Hogwaller Ramblers at Escafe

Hogwaller Ramblers at Escafé April 28, 2002
By Amy Briggs

Sunday night I found myself sitting in a place I'd walked by for years, listening to a band I'd heard about for nearly as long.
I think folks like me who thrive in these small, contained Charlottesville moments, who enjoy running into people at Kroger's… well, we get comfortable after a while. At some point, between when the strangers start looking friendly and the neighbor's dogs quit lunging against the fence, it becomes easy to see life here under rosy rays of permanence. You start to think that you can always go see the local bands play some other time. They'll be around for a while, right?
I know I was guilty of misinformation. Over the years, I'd pretty much equated Escafé with small town pomp, as a great place to study the mating rituals of the artistically inclined. I'd walked by countless times, seen the well-dressed wafting martinis over their appetizers, ignoring the svank jazz, saying things like "bravo" and "touché."
That wasn't the case Sunday evening, when the Hogwaller Ramblers laid down their weekly gig. All the doors and windows were thrown wide open… and through those, Jamie Dyer and his collective sat, laughin' and happily scrapin' away on their instruments of choice. Watching them churn bluegrass into rock, I understood their following’s passion for these low-key rustics.
Somehow the crowd's smiles seemed a little less forced; people milled about in untucked shirts, humming along under their breath. And as the night wore on, the Ramblers transformed Escafé into a country porch– almost; a pitcher of lemonade and a bullfrog chorus would have completed the picture.
As I watched, sipping on my Dr. Pepper, I pitied the porch's painful transition back to clique central in the week to follow.   
The Ramblers' sound, pared down and simple, is devoid of sniffy pretense, invented identities, or silly angst (these are not souls in bitter turmoil). Song after song, the interplay of violin, banjo, guitar, and bass coasted easily alongside Spencer Lathrop's brushed rhythms.
The crowd loved it, especially when Sydney Tapscott, soda-drinker, harmonica player, and friend to all, tossed out a solo.
The best cover I recognized was "Waitress in the Sky," an arm-around-shoulders number by the Replacements; the tune led even some of the more resistant booth parties to drum on the tabletops.
During the break, I overheard the star violinist, Rolland Colella, state matter-of-factly how he'd gotten snakebit that afternoon. Sucked the poison right out with a vacuum cleaner. Was a fortunate thing he done did that, too. Because there's no venom worse than the regret of missing a good time.
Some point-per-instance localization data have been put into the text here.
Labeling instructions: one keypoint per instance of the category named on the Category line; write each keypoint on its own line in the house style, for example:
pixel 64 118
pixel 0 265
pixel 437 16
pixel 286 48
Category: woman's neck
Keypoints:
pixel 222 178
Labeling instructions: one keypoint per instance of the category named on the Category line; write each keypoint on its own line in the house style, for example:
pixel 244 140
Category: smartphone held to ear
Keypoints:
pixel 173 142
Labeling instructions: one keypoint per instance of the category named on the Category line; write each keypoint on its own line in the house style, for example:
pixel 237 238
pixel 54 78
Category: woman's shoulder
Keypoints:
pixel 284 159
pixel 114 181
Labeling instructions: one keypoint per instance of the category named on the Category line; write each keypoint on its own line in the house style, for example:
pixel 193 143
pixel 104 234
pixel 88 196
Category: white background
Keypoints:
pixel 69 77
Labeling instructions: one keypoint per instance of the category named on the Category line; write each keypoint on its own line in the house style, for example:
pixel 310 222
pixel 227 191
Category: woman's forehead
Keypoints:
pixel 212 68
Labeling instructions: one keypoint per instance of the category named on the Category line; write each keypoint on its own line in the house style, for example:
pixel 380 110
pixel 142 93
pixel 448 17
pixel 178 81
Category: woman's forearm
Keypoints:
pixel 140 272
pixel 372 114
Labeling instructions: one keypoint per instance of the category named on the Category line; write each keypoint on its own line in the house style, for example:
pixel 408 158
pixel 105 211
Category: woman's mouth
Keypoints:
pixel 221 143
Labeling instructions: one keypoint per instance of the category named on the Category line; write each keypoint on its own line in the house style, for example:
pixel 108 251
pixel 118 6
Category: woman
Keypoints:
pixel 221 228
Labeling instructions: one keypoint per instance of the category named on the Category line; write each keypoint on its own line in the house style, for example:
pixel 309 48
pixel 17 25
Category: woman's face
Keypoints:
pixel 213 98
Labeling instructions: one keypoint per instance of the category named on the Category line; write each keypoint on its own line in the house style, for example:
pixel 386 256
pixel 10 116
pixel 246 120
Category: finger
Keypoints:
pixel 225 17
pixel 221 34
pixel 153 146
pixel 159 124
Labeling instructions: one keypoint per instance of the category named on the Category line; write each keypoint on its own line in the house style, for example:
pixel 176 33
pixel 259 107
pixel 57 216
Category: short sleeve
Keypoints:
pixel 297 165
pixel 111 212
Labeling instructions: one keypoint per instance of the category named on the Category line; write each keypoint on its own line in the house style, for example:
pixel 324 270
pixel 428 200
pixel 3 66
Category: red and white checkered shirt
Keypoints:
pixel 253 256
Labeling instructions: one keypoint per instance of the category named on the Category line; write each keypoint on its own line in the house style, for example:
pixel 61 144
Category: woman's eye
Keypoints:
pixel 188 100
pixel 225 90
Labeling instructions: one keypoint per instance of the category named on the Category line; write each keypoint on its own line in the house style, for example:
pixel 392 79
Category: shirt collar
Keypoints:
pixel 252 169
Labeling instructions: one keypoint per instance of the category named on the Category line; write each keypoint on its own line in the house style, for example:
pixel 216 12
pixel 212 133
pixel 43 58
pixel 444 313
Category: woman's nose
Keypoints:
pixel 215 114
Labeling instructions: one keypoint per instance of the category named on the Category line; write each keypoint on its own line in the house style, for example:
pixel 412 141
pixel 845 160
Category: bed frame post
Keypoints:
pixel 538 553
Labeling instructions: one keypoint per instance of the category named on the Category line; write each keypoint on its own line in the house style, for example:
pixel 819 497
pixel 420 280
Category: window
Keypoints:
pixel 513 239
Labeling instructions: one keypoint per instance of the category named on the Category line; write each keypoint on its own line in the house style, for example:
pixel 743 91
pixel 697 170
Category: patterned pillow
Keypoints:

John Scofield/Modern Groove Syndicate
Starr Hill
Tuesday, April 23, 2002
By Damani Harrison

It’s a Tuesday. Seasoned and versatile guitarist John Scofield has chosen our town as the place to end a 50-date tour to promote his newest album Uberjam. Modern Groove Syndicate, the scheduled openers, are already playing by the time I arrive. Composed of a random hodgepodge of talented young players whose list of ex-affiliations is a yard long, MGS is an off-kilter blend of jazz improvisation, rock energy, and funk groove that can hit the right spot if you are in the mood. Tonight I was in the mood.
John Scofield has been around the block a few times. I am sure that the over-40 members of the audience were familiar with Scofield’s earlier work– the more traditional, straight ahead jazz sounds. Conversely, the larger and younger crowd probably discovered Scofield around the time he released A Go Go with Medeski Martin and Wood in 1995. It was apparent that his new incarnation had created a huge generation gap in his listeners. 
If the first few songs the John Scofield Band played are any indication of what’s on Uberjam, I better reconsider my oath never again to touch a hallucinogen. I felt sorry for the people who felt the need to dance. There wasn’t even a steady beat.
When the quartet returned from an early set break, the mood was altered and the groove multiplied by 10. The rhythm guitarist supplemented the sounds with synthesized drums and a variety of samples from a Roland Groovebox. No matter the foundation of the tune– house, jazz, calypso, funk, drum ‘n’ bass– Scofield wove his trademark tone skillfully around the pocket. Just when the jam couldn’t get more spaced out, the entire unit dropped back into the initial groove with surgical precision.
Scofield played in the spirit of any red-blooded jazz artist: he played like nothing mattered but the music. The audience reciprocated, lovingly and loyally hanging on to the band’s every note. Like a cool down following an intense workout or a cigarette after sex, he chose to perform a mellow, meditative tune to send us home. 
I took one last glance around the room to see how many old-timers hung in until the end of the show. Not a one. I don’t believe any even made it through the first set.